Vampire haben aktuell Hochkonjunktur, was größtenteils daran liegt, dass die „Twilight“ Bücher und Filme einen kaum wirklich zu erklärenden Hype ausgelöst haben. Und wenn überhaupt erinnert „Thirst“ inhaltlich tatsächlich eher Stephenie Meyers Kreationen, als klassischen Vampiren zwischen Bram Stoker und Anne Rice. Bevor man jetzt aber Panikanfälle bekommt, weil man Glitzervampire mit vegetarischen Vorlieben und Teenie-Problemen erwartet, sei schnell gesagt, dass „Thirst“ der ideale Film ist um zu zeigen, wie schlecht die Twilight-Chose eigentlich ist, um zu zeigen, dass sie komplett halbherzig-banales Teenie-Futter ist, das dem Vampirmythos mehr schadet als nutzt.

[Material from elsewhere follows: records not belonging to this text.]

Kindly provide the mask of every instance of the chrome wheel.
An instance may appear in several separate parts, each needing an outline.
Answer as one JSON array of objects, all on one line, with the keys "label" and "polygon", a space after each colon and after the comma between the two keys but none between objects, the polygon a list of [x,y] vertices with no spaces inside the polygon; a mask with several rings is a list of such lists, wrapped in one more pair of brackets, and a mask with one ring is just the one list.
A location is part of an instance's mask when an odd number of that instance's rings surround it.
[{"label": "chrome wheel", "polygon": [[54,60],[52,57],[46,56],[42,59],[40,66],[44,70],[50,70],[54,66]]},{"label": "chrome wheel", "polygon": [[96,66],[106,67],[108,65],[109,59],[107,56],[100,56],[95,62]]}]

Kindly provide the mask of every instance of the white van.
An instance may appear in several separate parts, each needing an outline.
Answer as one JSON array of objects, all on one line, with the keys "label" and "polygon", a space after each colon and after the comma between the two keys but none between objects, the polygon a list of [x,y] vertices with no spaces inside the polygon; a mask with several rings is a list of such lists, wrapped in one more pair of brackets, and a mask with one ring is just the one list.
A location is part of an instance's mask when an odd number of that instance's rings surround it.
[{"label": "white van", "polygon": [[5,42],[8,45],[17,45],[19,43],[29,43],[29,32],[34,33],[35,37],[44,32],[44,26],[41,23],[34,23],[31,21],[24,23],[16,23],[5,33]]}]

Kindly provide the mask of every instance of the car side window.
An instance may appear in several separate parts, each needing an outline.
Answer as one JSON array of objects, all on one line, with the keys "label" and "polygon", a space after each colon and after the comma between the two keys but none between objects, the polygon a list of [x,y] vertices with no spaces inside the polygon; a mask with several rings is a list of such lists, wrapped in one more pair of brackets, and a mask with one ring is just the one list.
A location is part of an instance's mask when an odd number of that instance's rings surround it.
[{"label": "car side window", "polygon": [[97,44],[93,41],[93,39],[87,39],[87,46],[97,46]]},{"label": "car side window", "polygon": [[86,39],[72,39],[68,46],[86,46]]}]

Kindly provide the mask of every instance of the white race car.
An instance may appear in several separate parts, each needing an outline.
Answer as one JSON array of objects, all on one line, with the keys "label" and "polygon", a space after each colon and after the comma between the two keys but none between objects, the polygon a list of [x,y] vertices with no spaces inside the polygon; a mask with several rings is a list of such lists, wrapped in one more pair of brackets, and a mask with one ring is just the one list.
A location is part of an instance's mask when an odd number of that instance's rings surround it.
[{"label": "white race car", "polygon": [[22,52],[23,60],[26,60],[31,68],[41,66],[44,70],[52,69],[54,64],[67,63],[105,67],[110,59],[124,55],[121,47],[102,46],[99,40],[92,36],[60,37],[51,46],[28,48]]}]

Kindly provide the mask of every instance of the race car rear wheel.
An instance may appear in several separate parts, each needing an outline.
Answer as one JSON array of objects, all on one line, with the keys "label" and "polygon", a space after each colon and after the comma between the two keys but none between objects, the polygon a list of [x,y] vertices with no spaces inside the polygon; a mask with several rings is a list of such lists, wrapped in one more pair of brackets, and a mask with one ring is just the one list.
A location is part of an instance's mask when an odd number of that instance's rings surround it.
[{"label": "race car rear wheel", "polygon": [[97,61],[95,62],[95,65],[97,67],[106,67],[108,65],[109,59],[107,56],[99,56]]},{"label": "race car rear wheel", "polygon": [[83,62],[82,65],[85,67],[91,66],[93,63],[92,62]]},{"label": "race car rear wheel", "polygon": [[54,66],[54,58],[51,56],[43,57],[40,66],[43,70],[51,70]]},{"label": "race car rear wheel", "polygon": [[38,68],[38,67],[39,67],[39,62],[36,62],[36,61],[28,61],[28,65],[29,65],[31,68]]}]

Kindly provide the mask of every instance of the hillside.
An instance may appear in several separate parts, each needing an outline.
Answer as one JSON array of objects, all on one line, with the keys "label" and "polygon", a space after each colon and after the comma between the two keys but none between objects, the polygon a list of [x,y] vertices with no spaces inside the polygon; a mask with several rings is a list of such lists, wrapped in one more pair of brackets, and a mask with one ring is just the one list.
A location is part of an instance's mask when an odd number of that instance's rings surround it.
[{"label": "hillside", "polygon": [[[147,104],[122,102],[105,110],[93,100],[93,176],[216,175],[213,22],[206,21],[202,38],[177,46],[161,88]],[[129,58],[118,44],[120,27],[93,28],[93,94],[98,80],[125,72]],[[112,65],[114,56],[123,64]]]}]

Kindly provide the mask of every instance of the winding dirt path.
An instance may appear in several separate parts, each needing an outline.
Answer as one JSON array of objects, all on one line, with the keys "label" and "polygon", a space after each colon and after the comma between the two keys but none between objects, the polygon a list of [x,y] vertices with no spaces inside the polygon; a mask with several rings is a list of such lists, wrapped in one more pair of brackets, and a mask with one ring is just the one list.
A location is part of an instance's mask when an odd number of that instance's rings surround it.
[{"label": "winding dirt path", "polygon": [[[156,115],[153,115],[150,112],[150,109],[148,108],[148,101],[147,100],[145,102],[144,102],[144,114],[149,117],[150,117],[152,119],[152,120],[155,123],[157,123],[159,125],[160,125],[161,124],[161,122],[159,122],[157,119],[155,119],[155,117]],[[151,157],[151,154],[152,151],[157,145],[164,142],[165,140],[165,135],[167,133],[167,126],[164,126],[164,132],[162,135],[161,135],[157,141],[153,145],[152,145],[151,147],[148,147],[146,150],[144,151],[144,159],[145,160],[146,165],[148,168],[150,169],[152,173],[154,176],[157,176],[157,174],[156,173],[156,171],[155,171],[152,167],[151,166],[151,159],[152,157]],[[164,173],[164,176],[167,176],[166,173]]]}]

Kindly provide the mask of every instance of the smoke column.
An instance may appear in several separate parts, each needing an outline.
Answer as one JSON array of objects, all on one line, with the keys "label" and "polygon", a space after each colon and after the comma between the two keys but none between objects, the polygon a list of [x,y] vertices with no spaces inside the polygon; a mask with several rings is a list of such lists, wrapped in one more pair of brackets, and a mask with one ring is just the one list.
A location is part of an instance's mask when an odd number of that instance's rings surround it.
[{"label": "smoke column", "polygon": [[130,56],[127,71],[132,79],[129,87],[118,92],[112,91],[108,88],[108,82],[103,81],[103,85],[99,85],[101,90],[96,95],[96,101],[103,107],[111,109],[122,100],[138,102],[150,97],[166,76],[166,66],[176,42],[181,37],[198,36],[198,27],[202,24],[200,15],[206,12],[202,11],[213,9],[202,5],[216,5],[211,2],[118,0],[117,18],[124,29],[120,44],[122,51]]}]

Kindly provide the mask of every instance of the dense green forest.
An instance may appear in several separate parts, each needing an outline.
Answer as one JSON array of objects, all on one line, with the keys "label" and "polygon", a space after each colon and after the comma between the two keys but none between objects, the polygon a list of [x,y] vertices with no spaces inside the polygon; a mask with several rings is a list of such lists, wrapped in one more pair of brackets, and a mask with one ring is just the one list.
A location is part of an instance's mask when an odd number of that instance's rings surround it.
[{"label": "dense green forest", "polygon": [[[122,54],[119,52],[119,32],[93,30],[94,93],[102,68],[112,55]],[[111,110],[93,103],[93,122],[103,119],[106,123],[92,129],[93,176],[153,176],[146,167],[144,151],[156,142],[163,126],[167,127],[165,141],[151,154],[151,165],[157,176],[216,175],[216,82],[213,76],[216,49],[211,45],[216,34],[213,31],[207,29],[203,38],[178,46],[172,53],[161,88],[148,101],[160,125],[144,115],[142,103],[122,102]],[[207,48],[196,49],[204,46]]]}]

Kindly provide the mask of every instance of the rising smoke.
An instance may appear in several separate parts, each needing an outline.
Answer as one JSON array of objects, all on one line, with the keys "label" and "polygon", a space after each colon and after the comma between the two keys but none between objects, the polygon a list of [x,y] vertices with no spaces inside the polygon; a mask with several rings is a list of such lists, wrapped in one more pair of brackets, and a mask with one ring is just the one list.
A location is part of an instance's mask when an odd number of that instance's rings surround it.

„Thirst“ ist zunächst eine klassische Vampirentstehungsgeschichte. Ein koreanischer Pater meldet sich, im christlichen Glauben Gutes zu tun, für ein Experiment, kehrt nach einer tückischen Bluttransfusion als Vampir zurück und stolpert dann tatsächlich in eine Liebesgeschichte. Doch schon wie der Pater die Veränderungen an seinem Körper entdeckt, wie er Morde vermeiden will und wie das Vampirische in ihm immer stärker darauf drängt, all die Regeln und Gelübde seiner Religion zu brechen und dagegen zu verstoßen, sollte jeden Zweifel an der Ernsthaftigkeit des Films wegwischen. „Thirst“ nimmt die Vampireigenheiten ernst und zeigt sehr anschaulich, wie ein frisch zum Vampir gewordener Mensch mit den Tücken und Vorteilen dieser Veränderung lebt. Mit dem Zusatz der Religion stößt der Film eh in philosophische und tiefgreifende Sphären vor, die jeden gewöhnlichen Beißer-Reißer blass aussehen lassen.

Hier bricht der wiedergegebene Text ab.